Lo Stato messicano nel 1994 ha creato il Piano Chiapas che, c’è scritto nella sentenza della Corte, “disponeva l’utilizzo della popolazione civile per contribuire alle attività dell’esercito messicano. L’esercito era incaricato della creazione, dell’addestramento, del sostegno, del coordinamento e dell’organizzazione di forze di paramilitari, con l’obiettivo di distruggere o neutralizzare la guerriglia locale, le milizie e i commandos delle forze considerate nemiche: l’EZLN. Il gruppo paramilitare “Paz y Justicia” è stato uno dei gruppi nato sulla base del Plan Chiapas, sebbene sia stato formalmente costituito come associazione civile. I gruppi paramilitari godevano dell’appoggio e delle facilitazioni statali: addestramento militare, soldi, armi, veicoli e uniformi, detenzione degli oppositori. Per questo sono stati riconosciuti come autori di atti di violenza e vessazione diretti principalmente contro persone o comunità aderenti all’EZLN.

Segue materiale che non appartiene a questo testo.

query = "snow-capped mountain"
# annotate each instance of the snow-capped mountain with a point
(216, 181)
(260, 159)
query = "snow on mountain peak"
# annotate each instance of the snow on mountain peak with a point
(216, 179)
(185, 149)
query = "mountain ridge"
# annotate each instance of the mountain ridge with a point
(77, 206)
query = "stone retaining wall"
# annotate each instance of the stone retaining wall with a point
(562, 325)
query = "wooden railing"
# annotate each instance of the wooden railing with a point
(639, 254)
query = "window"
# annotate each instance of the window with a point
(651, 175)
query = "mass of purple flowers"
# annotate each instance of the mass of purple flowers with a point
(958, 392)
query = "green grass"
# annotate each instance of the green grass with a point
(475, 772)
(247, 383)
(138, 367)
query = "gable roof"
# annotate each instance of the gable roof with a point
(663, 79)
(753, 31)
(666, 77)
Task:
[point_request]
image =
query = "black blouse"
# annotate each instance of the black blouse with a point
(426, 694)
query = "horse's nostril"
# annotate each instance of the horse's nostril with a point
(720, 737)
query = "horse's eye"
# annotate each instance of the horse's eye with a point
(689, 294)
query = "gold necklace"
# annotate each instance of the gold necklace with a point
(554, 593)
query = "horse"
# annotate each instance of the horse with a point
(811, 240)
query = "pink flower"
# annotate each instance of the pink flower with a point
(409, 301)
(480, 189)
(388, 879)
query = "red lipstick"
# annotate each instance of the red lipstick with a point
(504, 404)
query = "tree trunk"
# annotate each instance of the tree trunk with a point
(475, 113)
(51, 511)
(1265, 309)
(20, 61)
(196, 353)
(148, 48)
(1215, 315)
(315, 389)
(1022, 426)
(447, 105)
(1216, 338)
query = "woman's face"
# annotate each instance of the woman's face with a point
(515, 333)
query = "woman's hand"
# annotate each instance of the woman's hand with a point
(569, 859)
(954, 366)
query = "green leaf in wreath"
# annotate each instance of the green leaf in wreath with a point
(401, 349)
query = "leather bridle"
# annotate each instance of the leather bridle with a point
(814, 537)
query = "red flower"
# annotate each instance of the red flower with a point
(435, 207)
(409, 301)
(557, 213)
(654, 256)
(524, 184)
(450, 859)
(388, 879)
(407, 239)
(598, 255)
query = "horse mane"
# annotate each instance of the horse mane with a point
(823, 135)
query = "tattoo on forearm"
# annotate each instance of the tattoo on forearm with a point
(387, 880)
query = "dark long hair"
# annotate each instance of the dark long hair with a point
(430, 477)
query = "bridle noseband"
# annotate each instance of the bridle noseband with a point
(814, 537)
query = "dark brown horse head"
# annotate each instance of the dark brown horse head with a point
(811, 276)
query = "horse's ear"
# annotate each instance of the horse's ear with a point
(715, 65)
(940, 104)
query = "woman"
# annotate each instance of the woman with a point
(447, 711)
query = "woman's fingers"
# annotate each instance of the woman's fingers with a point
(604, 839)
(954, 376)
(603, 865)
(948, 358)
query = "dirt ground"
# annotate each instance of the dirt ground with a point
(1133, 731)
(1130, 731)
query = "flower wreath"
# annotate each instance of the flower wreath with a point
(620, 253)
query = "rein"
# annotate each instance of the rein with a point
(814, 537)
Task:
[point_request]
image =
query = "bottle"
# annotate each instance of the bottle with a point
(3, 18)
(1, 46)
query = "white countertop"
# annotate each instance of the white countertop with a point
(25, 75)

La sentenza del più alto organo continentale per la difesa dei diritti umani inchioda lo Stato messicano e può ben essere definita storica perché conferma le azioni antizapatiste – il caso più “famoso” è il massacro di Acteal nel 1997 – e ripropone il dramma dei desaparecidos: ufficialmente 117575, ma che potrebbero essere in realtà anche 3 o 4 volte di più. Il Centro dei Diritti Umani, che ha seguito il caso di Antonio Gonzalez Mendez, chiude il suo comunicato stampa scrivendo che questa sentenza “apre una crepa nel muro di complicità e impunità costruito dai responsabili, attori politici, militari e paramilitari che, governo dopo governo, hanno stretto patti per coprire i loro crimini di Stato. La lotta di Antonio, insieme al coraggio di Zonia, Elma e Magdalena, è una luce e una speranza per tutte le vittime e i sopravvissuti a questa barbarie, ispirando la ricerca della verità e della memoria, sottolineando le azioni di giustizia che portano a un risarcimento integrale e, di conseguenza, a una giustizia completa e piena”.